Get the list of languages.

Returns a pandas DataFrame.

newshomepages.utils.get_language_list()

Get the list of languages.

Returns a list of dictionaries.

newshomepages.utils.get_lighthouse_df() → pandas.core.frame.DataFrame

Get the full list of Lighthouse files from our extracts.

Returns a DataFrame.

newshomepages.utils.get_lighthouse_list() → List[Dict[str, Any]]

Get the full list of lighthouse audits from our extracts.

Returns a list of dictionaries.

newshomepages.utils.get_screenshot_df() → pandas.core.frame.DataFrame

Get the full list of screenshot files from our extracts.

Returns a DataFrame.

newshomepages.utils.get_screenshot_list() → List[Dict[str, Any]]

Get the full list of screenshots from our extracts.

Returns a list of dictionaries.

newshomepages.utils.get_screenshots_by_site(site: Dict) → List[Dict]

Get the list of screenshots for the provided site.

Returns a list of dictionaries.

newshomepages.utils.get_site(handle: str) → Dict

Get the metadata for the provided site.

Parameters

handle (str) – The Twitter handle of the site you want.

Returns a dictionary.

newshomepages.utils.get_site_df() → pandas.core.frame.DataFrame

Get the full list of supported sites.

Returns a DataFrame.

newshomepages.utils.get_site_list()

Get the full list of supported sites.

Returns a list of dictionaries.

newshomepages.utils.get_sites_in_batch(batch_number: int, batches: int = 10) → List[Dict]

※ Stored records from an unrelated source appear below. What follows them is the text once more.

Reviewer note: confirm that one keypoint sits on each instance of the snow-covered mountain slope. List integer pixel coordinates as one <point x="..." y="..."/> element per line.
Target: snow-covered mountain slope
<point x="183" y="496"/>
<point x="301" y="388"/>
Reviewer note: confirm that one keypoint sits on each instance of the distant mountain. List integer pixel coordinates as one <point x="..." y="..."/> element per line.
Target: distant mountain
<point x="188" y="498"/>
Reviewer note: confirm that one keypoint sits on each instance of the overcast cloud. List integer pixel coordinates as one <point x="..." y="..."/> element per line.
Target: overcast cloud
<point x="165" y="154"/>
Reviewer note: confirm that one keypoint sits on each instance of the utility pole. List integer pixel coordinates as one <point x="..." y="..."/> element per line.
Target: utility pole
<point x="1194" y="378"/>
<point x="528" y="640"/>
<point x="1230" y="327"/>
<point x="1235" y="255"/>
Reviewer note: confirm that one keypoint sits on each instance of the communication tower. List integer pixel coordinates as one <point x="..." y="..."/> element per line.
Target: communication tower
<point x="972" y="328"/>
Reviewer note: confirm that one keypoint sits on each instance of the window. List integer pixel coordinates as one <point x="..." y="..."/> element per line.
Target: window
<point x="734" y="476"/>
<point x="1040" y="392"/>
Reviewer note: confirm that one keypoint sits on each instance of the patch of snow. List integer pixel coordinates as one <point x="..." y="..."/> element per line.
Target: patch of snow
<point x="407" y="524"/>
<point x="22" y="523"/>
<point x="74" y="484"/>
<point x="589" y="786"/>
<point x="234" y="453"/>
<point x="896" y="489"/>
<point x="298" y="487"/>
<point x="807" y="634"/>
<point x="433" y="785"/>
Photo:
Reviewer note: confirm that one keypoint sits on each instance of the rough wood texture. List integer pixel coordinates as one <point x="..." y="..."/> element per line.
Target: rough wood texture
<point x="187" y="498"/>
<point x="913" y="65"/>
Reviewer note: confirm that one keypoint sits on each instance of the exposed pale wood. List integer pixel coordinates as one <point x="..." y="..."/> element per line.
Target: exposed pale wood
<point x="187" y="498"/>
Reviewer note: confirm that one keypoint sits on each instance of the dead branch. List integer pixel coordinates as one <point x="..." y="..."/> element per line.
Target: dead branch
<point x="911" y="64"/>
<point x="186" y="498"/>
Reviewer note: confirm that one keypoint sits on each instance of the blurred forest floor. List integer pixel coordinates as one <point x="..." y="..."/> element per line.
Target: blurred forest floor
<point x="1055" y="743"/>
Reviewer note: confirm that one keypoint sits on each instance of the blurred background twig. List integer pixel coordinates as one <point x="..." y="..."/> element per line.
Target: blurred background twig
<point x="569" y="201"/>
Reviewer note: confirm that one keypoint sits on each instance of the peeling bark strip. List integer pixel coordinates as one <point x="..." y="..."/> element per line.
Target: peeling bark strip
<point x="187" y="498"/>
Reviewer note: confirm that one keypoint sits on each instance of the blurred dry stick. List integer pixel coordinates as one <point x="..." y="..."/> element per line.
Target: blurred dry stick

Get all the sites in the provided batch.

Parameters
  • batch_number (int) – The number of the batch to pull.

  • batches (int) – The total number of batches.

Returns a list of site dictionaries.

newshomepages.utils.get_sites_in_bundle(slug: str) → List[Dict]

Get all the sites in the provided bundle.

Parameters

slug (str) – The unique string identifier of the bundle.

Returns a list of site dictionaries.

newshomepages.utils.get_sites_in_country(slug: str) → List[Dict]

Get all the sites in the provided country.

Parameters

slug (str) – The two digit alpha code of the country.

Returns a list of site dictionaries.

newshomepages.utils.get_sites_in_language(code: str) → List[Dict]

Get all the sites in the provided language.

Parameters

slug (str) – The two digit alpha code of the country.

Returns a list of site dictionaries.

newshomepages.utils.get_user_agent() → str

Return a user agent string ready to pass to a browser.

newshomepages.utils.get_wayback_df() → pandas.core.frame.DataFrame

Get the full list of wayback files from our extracts.

Returns a DataFrame.

newshomepages.utils.intcomma(value)

Convert an integer to a string containing commas every three digits.

For example, 3000 becomes ‘3,000’ and 45000 becomes ‘45,000’.

newshomepages.utils.numoji(number: int) → str

Convert a number into a series of emojis for Slack.

Parameters

number (int) – The number to convert into emoji

Returns: Am emoji string

newshomepages.utils.parse_archive_artifact(url_list: List) → Dict

Parse the archive artifacts saved as JSON during our update runs.

newshomepages.utils.parse_archive_url(url: str)

Parse the handle and timestamp from an archive.org URL.